Re: Bury me beneath the willow lyrics
I'd also agree, and say the Stanleys were covering the Carter Family's Bury Me Under the Weeping Willow version. Here's a quote from Maybelle Carter:
“That was a song we had sang all our lives. We first heard the song at a family get-together and decided to learn it. We did learn the words and sang it at all our family parties and get-togethers. The song became quite popular so when we recorded for RCA Victor in 1927–we recorded “Bury Me Beneath The Willow ” on our first recording session in Bristol , Tennessee. The original version of the song was written by Bradley Kincaid.”
Other sources suggest the song's older, a late-19th-century "heart song" that Kincaid adopted; apparently a sheet music version dates to a year when he was 14 years old, making his authorship unlikely.

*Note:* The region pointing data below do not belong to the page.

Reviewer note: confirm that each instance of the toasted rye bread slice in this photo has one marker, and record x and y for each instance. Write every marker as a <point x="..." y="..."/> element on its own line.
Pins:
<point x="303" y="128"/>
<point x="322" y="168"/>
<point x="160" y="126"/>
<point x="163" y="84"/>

Oh, and Smith's Bill Monroe bio suggests that Can't You Hear Me Callin' was written for Monroe's lover Bessie Lee Mauldin, hence the "Bess" in the chorus rather than "best." However, I wouldn't read any implications into the Stanleys' singing, even if it's from the "woman's viewpoint." There are quite a few songs where singers have "crossed genders" in the lyrics; I've heard several male singers do I Never Will Marry without adding the useful gender-swapping "I heard a fair maiden/Make a pitiful sound (or cry)" verse, with the results that they're singing "I'll be no man's wife" on the chorus. And who can forget (not me, surely) Joan Baez lamenting the loss of "faithless Flora" in Lily of the West?
Once you start singing these ol' songs, gotta invoke your poetic license every now and then.